En el espíritu de la paz anunciada por los ángeles en Navidad, hicimos gestos concretos dirigidos, en particular, a las personas solas del pueblo.
En las calles de Tavannes, durante el Adviento, resonaban cantos alegres de alabanza. Son los niños de la coral, vestidos de pastores o de Reyes Magos, que llevan la buena noticia de la Navidad, bendicen a las familias y recaudan fondos para proyectos de ayuda a la infancia. Por su alegría, los cantos y el gran entusiasmo son verdaderos misioneros de la Buena Noticia y anuncian la Paz. Ellos participan en la acción " Cantores de la estrella" coordinada por la Misión- Suiza.
Los Cantores de la estrella son una acción de solidaridad propuesta a los niños, durante el período de Navidad y de la Epifanía. Como los Magos, al acercarse la Navidad, los Cantores de la estrella proclaman esta buena noticia del nacimiento de Jesús e invitan a compartir. Tradición que se remonta a la Edad Media, esta actividad tiene lugar en numerosos países y en todos los continentes, bajo los auspicios de Misión-Niños.
En la Edad Media, los niños de las familias pobres iban de puerta en puerta para pedir un poco de dinero, que llevaban a sus familias para mejorar la vida ordinaria.
Hoy en día, los Cantores de la Estrella hacen lo mismo, pero el dinero que recaudan está destinado a niños de todo el mundo. Esta tradición sensibiliza a los más jóvenes sobre la necesaria solidaridad con los niños de otras regiones del mundo.
Con este espíritu de compartir, cantando vamos de casa en casa a las personas solas; ellas esperan con impaciencia y alegría este momento, abren las puertas de sus casas de par en par, participan con empatía en los cantos y los deseos de paz y alegría, reciben con respeto la bendición que los niños les traen. Son momentos muy significativos y agradables de compartir con los niños y las personas mayores; los adultos están emocionados, los niños están estupefactos y entusiasmados. En el momento de la partida, las personas solas nos saludan con gran reconocimiento y nos saludan desde la ventana.
Sr. Beniamina abre el pequeño grupo de cantores, mientras que Sr. Paulina, como una "pastora", sigue y protege.
¿Y cómo no anunciar la paz y la alegría a todos los transeúntes? y pasando delante de un Center pararnos, y entrar cantando. Ciertamente el responsable, sorprendido y maravillado por lo que sucede, no entiende, pero la presencia de las hermanas lo tranquiliza.

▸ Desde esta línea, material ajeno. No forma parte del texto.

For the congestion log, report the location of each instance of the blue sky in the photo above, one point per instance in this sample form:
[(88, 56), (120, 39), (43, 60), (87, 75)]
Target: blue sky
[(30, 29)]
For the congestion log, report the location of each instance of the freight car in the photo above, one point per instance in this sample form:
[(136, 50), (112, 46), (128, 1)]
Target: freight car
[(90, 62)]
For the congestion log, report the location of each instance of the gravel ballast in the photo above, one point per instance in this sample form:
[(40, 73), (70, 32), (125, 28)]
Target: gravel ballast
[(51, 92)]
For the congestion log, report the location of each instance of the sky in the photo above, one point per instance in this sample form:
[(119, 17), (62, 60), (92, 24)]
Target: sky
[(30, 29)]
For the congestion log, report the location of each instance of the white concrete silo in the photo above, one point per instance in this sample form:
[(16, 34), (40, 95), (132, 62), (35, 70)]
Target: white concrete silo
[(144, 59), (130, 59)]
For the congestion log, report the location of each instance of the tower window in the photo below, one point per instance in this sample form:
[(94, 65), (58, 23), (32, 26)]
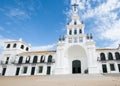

Entonces los niños cantan con mayor entusiasmo, y explican el proyecto deseando a las personas presentes en el almacén felices fiestas de Navidad y un Nuevo Año bendecido. ¿Quién hubiera pensado que los trabajadores podrían ralentizar el trabajo y durante unos minutos alegrarse con nosotros y cantar la alegría de la Buena Noticia? la felicidad de unos y otros es indecible.
Al regresar a la escuela después de las vacaciones de Navidad, continuaremos nuestra evangelización, llevaremos la paz y la alegría a tres Casas de Reposo del valle.
Una experiencia única: ¡contagiar alegría y calor humano a todas estas personas!